Stein: Ja, zunächst über die zentrale Rolle der USA: Wissen Sie, wir beschweren uns immer – beziehungsweise nicht nur Israel, sondern alle – über die nachlassende Rolle der USA in der Region und auch weltweit. Aber am Ende, wenn etwas in dieser Region passieren soll, politisch, meine ich, dann geht kein Weg an Washington vorbei. Washington hat es durchaus, Mister Kerry, in neun Monaten versucht, die politischen Gespräche in Gang zu setzen mit einer Hoffnung auf eine Beilegung des Konflikts, nicht geschafft. Was die Gründe dafür sind, ist uns, glaube ich, allen klar, es war von Anfang an zu sehen, dass die letzte Kerry-Mission bedauerlicherweise zum Scheitern verurteilt war. Den Versuch zu unternehmen, jetzt noch einmal einen Anlauf zu nehmen vor dem Hintergrund des Gaza-Krieges, muss sich neu überlegt werden. Die Gespräche über eine politische Perspektive scheinen mir von großer Bedeutung zu sein. Und deshalb glaube ich, Abbas soll ein Partner weiter für uns bleiben, auch wenn Netanjahu anfangs Bedenken eben hatte. Erstens, wie gesagt, die Amerikaner müssen diesen Versuch wieder aufnehmen, die Europäische Union, wie Außenminister Steinmeier mit Recht gesagt hat, können nicht diese zentrale Rolle für sich alleine in Anspruch nehmen. Die Europäische Union und die Amerikaner müssen sich gegenseitig ergänzen. Ob das Quartett eine Rolle haben wird, muss auch gesehen werden. Meiner Meinung nach: ja. Insofern, glaube ich, es steht eine ...
An der Rolle der Staatengemeinschaft geht kein Weg vorbei
Barenberg: Herr Stein, ich möchte noch auf einen konkreten Vorschlag zu Sprechen kommen von Israels Außenminister Lieberman, der von einer internationalen Kontrolle von Gaza durch die UN spricht und das in Erwägung zieht. Halten Sie das für einen ernsthaften und realistischen Vorschlag?
Stein: Wissen Sie, ich möchte mich über die Äußerungen von Außenminister Lieberman im Laufe dieser Auseinandersetzung nicht ins Detail sprechen.

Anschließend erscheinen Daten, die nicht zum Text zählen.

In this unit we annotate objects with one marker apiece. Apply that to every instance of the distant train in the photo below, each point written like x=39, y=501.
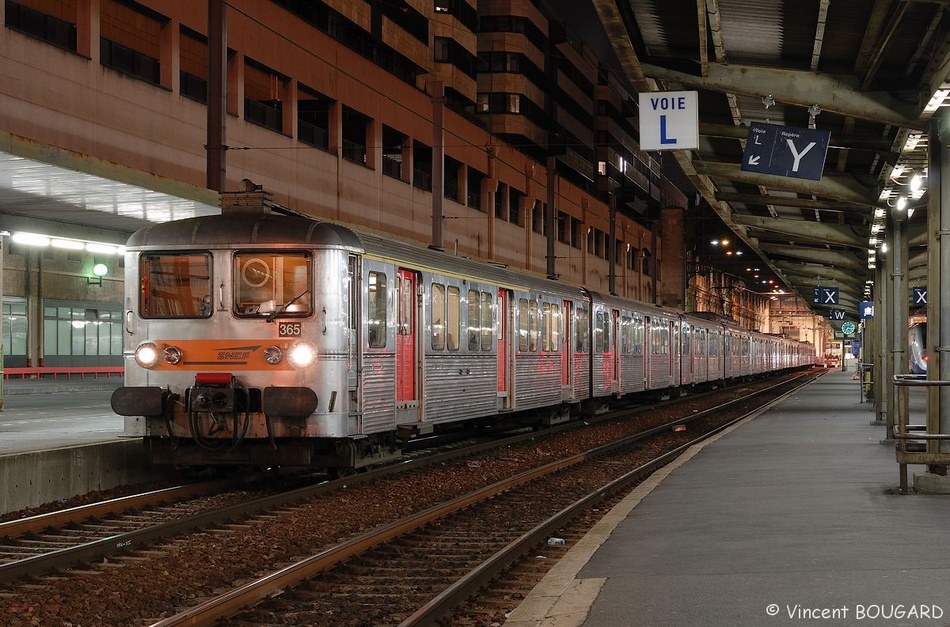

Ob die UNO bereit wäre, die Kontrolle zu übernehmen, beziehungsweise dass Israel keine Verantwortung weiter tragen wird, das ist eine völkerrechtliche Frage, über die man auch sprechen kann. Aber generell die Tatsache, dass die internationale Staatengemeinschaft, UNO, die Europäische Union und die Amerikaner, und die gemäßigten arabischen Staaten in diesem Konflikt, in dieser Auseinandersetzung um die Beilegung eine Rolle spielen, da, glaube ich, gibt es keinen Zweifel. Wie genau soll es geschehen, das muss verhandelt werden. Aber an der Rolle der Staatengemeinschaft, damit es zu einem Wendepunkt kommt, geht kein Weg vorbei.
Barenberg: Shimon Stein, der frühere Botschafter Israels in Deutschland heute Morgen hier live im Deutschlandfunk. Danke für das Gespräch, Botschafter Stein!
Stein: Danke Ihnen!
Äußerungen unserer Gesprächspartner geben deren eigene Auffassungen wieder. Der Deutschlandfunk macht sich Äußerungen seiner Gesprächspartner in Interviews und Diskussionen nicht zu eigen.